The Bank of Canada (BOC) has a major impact on the Canadian dollar by setting the level of interest rates that banks can lend to each other. This affects the interest rate level for everyone. The main goal of the BOC is to keep inflation at 1-3% by adjusting interest rates up and down. A relatively high interest rate tends to be positive for CAD. The Bank of Canada can also use quantitative mitigation and tightening to influence credit terms along with previous CAD negatives and the latter CAD positives.

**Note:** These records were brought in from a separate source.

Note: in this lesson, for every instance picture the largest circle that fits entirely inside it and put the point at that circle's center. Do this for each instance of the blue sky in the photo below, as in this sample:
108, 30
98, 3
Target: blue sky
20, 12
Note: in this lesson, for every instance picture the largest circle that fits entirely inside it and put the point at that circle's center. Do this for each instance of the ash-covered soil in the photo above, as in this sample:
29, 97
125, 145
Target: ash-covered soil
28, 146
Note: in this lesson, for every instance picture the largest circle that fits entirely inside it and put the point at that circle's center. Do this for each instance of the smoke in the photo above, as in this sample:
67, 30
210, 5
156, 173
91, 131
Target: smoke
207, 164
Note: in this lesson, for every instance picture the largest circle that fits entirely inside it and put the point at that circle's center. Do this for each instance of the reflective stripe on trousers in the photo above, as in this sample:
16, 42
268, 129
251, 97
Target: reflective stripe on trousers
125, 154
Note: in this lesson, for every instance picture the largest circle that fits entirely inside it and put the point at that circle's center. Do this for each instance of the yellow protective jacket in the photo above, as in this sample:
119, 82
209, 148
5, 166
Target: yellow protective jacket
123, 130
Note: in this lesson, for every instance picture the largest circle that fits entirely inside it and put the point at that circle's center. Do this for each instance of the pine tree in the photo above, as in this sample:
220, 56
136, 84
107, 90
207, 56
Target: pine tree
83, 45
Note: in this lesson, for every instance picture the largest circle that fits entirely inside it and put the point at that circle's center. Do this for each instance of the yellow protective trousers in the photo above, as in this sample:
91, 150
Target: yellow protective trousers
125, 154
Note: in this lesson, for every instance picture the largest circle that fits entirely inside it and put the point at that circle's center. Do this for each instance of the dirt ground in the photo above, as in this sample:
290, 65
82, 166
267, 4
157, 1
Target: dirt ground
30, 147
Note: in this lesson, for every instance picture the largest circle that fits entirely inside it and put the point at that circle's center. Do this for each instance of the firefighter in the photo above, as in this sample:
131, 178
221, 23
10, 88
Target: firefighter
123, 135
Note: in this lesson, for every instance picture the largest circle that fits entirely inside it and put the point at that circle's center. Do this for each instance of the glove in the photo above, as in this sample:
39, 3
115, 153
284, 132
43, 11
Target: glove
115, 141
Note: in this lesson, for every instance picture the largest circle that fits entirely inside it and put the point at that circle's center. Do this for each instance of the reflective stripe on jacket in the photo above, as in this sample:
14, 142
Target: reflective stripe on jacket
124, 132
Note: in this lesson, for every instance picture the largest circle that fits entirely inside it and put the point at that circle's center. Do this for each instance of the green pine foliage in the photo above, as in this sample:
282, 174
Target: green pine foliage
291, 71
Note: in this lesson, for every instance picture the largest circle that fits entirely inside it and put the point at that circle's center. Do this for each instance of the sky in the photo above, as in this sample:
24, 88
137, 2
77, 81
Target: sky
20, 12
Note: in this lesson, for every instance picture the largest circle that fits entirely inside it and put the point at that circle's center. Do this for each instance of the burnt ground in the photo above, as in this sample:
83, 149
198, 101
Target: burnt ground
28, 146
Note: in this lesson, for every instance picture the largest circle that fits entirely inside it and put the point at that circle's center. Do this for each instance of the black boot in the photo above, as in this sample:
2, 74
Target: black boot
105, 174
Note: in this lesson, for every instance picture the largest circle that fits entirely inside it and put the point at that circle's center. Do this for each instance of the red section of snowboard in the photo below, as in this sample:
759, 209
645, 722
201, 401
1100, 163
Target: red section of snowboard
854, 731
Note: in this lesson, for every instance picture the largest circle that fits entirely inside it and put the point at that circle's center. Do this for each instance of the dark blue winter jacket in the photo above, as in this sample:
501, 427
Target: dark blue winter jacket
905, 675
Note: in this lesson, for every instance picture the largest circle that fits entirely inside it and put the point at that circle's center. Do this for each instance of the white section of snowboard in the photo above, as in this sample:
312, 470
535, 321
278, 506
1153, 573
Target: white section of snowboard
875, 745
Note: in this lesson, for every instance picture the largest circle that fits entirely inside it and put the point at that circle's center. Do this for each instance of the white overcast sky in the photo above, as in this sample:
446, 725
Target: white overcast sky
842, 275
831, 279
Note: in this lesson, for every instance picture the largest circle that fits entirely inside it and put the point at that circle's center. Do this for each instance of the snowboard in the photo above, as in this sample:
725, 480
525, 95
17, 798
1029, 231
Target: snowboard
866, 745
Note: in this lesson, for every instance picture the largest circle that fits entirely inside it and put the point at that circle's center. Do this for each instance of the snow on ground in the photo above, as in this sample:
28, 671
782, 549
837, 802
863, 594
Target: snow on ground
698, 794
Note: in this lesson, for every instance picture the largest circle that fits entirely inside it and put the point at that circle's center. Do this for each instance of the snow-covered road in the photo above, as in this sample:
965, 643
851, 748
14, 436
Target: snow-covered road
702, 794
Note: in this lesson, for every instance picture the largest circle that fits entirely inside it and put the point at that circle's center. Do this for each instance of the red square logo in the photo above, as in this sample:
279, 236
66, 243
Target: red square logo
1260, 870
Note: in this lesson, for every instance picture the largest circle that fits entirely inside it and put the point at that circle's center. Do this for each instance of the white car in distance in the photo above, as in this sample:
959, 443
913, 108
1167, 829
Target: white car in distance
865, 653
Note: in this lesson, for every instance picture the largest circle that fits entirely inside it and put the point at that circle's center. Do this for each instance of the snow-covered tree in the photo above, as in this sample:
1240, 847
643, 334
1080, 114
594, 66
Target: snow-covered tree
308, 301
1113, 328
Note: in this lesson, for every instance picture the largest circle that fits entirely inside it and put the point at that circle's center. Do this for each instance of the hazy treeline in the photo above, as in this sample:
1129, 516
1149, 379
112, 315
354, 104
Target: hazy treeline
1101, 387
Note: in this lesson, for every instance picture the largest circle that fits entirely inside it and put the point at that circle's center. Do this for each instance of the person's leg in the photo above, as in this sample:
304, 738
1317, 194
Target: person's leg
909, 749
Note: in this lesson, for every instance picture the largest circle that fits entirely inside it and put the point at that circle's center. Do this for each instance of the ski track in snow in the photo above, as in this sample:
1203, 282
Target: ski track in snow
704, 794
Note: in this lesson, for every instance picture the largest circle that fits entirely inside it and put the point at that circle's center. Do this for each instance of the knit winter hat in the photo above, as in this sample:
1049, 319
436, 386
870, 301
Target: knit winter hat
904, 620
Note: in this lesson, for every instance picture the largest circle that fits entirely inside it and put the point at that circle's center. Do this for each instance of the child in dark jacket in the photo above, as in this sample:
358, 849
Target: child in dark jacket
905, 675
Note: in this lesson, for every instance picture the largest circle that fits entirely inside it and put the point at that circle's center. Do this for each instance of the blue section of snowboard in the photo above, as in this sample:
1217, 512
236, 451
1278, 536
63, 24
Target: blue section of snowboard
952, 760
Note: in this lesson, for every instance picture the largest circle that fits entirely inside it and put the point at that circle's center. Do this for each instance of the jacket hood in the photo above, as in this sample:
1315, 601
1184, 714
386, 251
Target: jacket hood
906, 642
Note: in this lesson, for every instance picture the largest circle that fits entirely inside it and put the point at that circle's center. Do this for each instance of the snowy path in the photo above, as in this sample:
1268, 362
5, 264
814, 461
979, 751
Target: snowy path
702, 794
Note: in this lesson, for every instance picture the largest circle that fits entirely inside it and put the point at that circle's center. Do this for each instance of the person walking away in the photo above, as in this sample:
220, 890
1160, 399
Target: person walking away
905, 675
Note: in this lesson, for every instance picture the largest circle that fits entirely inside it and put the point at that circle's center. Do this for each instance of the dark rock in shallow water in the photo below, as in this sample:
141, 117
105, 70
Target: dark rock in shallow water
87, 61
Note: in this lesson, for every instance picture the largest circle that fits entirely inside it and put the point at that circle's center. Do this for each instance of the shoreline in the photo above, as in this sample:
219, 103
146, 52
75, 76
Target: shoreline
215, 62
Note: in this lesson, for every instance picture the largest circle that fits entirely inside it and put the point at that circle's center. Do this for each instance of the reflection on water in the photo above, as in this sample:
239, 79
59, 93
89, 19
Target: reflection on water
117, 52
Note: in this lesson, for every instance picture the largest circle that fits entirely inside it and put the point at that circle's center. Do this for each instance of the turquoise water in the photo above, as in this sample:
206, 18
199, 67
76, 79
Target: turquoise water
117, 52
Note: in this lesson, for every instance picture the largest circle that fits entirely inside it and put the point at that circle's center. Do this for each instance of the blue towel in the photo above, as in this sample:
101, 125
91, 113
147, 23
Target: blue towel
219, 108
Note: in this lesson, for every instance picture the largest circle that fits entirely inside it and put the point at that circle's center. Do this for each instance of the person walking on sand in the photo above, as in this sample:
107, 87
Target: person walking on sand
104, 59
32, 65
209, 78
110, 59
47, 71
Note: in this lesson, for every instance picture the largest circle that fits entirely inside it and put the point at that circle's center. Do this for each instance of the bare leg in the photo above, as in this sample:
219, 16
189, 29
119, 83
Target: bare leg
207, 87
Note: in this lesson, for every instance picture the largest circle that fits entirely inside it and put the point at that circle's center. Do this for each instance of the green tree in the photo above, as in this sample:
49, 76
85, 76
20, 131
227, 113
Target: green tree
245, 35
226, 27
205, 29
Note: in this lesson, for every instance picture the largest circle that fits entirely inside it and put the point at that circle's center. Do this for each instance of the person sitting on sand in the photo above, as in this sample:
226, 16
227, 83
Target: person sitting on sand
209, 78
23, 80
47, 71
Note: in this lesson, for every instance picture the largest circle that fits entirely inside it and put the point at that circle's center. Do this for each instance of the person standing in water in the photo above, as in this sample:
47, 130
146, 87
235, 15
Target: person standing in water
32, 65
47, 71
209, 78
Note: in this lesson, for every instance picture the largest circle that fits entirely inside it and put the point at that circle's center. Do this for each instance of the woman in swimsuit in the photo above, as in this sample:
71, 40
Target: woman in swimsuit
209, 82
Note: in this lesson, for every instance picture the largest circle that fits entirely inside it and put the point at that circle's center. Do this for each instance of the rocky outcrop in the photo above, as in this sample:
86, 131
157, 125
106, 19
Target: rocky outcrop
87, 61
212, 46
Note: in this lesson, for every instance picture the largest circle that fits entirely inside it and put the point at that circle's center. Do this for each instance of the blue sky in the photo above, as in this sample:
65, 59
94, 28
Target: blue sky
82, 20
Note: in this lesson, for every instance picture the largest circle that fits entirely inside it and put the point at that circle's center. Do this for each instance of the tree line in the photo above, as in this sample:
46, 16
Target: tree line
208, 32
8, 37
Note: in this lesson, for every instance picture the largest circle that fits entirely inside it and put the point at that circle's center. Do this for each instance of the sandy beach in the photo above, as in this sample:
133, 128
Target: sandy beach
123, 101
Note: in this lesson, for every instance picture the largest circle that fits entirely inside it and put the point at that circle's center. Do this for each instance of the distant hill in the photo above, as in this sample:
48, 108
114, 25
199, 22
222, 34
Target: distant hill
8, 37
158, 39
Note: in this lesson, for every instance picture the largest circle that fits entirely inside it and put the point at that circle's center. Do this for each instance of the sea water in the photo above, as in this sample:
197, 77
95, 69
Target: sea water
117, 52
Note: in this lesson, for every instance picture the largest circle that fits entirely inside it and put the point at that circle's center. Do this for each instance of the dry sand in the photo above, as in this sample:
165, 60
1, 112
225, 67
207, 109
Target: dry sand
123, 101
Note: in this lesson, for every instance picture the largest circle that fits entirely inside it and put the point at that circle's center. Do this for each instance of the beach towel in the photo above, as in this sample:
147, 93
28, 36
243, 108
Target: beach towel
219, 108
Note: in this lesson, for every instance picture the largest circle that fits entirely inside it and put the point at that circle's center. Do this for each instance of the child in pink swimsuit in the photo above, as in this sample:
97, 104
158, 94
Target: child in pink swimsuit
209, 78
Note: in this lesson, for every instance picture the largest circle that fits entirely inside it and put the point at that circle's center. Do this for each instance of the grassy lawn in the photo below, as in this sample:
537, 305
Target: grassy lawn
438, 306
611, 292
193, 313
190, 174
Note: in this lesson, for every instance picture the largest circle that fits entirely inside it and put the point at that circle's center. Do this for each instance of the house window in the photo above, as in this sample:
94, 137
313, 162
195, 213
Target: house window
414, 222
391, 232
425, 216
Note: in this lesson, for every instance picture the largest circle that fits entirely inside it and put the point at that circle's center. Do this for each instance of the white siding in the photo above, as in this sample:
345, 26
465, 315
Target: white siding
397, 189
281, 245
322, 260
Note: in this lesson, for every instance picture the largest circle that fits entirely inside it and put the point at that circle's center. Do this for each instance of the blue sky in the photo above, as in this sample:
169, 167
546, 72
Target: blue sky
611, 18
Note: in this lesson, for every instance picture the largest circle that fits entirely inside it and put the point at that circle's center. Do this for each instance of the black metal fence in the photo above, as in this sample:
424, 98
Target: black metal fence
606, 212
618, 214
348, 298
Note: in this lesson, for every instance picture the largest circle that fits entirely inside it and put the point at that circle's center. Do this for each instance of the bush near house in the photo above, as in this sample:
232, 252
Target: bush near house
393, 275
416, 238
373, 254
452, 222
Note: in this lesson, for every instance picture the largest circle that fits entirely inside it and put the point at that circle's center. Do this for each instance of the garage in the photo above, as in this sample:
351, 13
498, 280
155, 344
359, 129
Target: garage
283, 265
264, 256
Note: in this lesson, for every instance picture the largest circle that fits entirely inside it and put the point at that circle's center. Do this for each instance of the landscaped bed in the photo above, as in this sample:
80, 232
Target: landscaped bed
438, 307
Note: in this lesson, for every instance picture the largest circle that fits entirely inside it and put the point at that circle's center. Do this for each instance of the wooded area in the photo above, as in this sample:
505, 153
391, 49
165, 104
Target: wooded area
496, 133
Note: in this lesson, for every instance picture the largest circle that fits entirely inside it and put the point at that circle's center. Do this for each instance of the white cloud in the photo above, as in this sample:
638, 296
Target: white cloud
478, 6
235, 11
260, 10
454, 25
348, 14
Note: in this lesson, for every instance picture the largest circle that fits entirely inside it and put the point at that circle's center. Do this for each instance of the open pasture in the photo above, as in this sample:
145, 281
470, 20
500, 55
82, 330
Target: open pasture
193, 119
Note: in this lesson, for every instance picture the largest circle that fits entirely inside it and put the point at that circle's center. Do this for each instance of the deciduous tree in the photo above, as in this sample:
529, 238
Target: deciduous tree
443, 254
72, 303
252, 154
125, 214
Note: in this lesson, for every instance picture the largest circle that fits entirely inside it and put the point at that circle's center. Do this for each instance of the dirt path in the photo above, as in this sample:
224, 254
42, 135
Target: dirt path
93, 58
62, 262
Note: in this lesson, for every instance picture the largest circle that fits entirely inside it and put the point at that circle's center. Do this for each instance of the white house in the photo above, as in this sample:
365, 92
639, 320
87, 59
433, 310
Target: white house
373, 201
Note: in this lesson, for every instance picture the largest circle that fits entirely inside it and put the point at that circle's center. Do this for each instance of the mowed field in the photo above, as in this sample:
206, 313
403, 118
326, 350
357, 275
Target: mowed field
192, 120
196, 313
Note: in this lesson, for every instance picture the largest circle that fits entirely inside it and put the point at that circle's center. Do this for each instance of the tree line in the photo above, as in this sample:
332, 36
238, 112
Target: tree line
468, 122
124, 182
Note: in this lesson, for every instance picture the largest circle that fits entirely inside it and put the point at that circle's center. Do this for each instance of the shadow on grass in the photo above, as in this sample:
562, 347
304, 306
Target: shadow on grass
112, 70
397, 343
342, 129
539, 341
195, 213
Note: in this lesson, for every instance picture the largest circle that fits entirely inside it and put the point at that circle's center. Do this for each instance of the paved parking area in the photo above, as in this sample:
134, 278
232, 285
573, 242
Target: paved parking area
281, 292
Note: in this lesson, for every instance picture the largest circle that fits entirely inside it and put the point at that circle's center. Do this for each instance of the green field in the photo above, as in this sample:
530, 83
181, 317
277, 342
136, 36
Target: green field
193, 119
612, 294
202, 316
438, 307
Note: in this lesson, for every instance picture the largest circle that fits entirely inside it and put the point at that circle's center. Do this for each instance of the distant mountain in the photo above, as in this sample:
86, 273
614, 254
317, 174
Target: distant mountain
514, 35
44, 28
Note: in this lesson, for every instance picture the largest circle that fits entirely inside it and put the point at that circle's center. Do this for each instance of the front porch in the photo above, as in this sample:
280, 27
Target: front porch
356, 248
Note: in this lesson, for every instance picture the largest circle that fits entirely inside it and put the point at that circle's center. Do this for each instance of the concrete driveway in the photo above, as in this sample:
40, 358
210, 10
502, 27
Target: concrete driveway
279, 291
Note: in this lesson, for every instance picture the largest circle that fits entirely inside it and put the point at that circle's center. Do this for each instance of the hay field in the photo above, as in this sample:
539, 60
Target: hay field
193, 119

Oil prices are an important factor that influences the value of the Canadian dollar. As oil is Canada's largest export, oil prices tend to have an immediate impact on CAD values. Generally, as aggregate demand for a currency increases, so does CAD if oil prices rise. If oil prices drop, the opposite is true. Rising oil prices also tend to increase the likelihood of a positive trade balance in favor of CAD.
Inflation was traditionally considered a negative factor in currency, but in reality it was opposed in modern times with the relaxation of capital controls across borders, as it reduces the value of money. The higher the inflation rate, the more likely it will lead central banks to raise interest rates, which will increase capital inflows from global investors seeking a favorable place to keep their money. This increases the demand for the local currency, which is Canadian dollars, in Canada.
Macroeconomic data assesses the health of the economy and may affect the Canadian dollar. Indicators such as GDP, manufacturing and services PMI, employment, and consumer sentiment surveys can all affect the direction of CAD. A strong economy is good for the Canadian dollar. Not only will it attract more foreign investment, it may also encourage Canadian banks to raise interest rates, leading to stronger currency. However, if economic data is weak, CAD can drop.